I am not a thoroughgoing skeptic about modern medicine, and like almost everyone else I would take myself off to a doctor in the event of illness. If it were not for modern medicine, or comparatively modern medicine, I would have been dead a long time ago. Nevertheless, it is not reassuring that so much of what doctors do, and what I did myself, is less than scientifically sound or justified, and some of it is downright harmful.
Here, for example, is a little item from the back of a recent edition of the British Medical Journal. It comes from a column called “Minerva,” which supplies very short summaries of interesting papers in other medical journals.

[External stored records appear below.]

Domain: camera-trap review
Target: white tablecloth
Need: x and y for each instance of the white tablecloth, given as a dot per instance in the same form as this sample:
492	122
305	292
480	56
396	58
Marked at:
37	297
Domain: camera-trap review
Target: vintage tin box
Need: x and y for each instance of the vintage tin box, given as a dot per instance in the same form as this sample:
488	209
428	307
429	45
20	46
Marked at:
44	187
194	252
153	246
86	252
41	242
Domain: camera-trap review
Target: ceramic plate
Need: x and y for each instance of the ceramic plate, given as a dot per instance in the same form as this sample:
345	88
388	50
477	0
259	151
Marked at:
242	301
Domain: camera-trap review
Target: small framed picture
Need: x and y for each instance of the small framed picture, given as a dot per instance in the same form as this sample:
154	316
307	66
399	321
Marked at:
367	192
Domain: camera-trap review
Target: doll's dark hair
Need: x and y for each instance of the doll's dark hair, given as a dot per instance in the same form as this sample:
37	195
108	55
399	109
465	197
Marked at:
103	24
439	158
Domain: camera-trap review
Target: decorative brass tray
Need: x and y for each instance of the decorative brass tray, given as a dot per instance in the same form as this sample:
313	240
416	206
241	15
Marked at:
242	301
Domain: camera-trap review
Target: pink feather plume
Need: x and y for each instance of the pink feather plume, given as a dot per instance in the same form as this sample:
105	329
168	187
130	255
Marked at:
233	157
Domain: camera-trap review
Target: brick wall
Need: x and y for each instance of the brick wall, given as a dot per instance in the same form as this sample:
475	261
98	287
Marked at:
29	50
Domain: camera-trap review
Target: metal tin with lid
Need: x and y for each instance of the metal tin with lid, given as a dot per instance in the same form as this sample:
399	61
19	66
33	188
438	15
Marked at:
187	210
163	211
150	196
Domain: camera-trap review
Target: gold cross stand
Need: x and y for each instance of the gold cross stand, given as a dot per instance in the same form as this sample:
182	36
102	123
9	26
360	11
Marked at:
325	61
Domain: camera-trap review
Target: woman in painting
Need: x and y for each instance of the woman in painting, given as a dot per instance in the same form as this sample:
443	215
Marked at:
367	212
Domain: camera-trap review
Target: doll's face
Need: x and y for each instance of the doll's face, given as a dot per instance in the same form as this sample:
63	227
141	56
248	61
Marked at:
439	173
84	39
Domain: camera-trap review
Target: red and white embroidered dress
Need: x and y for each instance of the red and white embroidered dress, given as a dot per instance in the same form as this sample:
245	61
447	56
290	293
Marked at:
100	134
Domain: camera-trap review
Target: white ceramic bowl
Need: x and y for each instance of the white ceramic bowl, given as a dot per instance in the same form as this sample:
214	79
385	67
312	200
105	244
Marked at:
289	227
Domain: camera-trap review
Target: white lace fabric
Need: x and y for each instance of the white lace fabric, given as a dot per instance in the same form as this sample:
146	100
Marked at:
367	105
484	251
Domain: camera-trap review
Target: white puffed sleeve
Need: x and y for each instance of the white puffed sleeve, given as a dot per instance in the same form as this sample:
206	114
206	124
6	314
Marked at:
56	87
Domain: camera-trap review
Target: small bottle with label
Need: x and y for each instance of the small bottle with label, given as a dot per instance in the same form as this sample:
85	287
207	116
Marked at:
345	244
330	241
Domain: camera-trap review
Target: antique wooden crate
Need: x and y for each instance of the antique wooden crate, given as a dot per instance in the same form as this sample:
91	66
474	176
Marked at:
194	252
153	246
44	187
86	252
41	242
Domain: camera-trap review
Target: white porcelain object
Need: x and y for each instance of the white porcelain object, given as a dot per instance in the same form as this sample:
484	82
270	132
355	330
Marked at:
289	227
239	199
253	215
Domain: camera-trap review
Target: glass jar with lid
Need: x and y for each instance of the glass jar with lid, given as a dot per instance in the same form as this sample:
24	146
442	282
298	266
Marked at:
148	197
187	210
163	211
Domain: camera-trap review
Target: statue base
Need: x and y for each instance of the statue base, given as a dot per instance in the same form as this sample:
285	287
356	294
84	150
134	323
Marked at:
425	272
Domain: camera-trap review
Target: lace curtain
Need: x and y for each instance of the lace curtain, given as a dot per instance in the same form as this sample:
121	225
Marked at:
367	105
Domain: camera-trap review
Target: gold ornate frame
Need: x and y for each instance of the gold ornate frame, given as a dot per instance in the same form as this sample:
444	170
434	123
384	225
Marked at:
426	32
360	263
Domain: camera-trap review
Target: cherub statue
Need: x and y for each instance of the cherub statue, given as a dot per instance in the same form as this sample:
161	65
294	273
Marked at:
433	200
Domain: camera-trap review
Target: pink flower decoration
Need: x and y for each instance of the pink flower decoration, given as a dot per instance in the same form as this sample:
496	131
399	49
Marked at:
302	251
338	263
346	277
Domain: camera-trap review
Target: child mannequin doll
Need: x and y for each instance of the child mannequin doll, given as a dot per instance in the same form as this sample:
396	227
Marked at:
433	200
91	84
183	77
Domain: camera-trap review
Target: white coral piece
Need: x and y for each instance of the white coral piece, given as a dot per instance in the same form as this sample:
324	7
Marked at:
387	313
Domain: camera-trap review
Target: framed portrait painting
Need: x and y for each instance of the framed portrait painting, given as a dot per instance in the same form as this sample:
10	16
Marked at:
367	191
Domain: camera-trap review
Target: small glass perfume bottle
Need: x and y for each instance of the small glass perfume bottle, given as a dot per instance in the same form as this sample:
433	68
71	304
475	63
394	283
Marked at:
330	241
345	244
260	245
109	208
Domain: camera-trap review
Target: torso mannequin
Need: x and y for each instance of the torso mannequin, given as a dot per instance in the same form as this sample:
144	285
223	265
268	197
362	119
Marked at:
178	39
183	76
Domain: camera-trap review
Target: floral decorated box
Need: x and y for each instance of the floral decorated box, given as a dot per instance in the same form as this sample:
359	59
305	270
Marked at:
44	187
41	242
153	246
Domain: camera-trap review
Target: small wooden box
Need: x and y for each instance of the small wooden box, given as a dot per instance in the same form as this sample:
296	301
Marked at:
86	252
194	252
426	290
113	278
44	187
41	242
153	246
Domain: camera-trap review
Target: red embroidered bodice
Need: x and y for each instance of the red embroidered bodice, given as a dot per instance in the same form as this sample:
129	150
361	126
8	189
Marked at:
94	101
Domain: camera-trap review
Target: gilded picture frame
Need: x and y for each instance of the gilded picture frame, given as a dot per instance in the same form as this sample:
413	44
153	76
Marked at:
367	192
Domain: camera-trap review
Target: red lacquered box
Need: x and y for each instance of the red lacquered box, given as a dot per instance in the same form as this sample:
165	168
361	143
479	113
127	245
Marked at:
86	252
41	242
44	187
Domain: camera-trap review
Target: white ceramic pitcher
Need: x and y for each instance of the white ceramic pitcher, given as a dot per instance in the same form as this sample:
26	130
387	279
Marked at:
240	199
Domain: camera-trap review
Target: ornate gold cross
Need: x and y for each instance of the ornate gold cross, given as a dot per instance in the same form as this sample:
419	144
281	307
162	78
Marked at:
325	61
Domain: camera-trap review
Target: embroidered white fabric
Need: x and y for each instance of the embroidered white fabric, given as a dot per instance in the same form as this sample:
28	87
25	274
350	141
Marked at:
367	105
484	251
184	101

It reads as follows:
If patients knew how little the drugs they were taking were likely to benefit them, would they bother to carry on? In type 2 diabetes, tight blood pressure control is probably only of value above a certain threshold of cardiovascular risk, as shown by the ADVANCE trial, among others. But an analysis of the ADVANCE data … shows that even if you select the patients at the highest risk, you would need to treat 200 for five years to prevent one adverse event.
I should perhaps point out that controlled trials in medical research are often given acronyms or pseudo-acronyms, in this case ADVANCE standing, almost, for Action in Diabetes and Vascular Disease. And the event referred to in the above passage is a heart attack or stroke.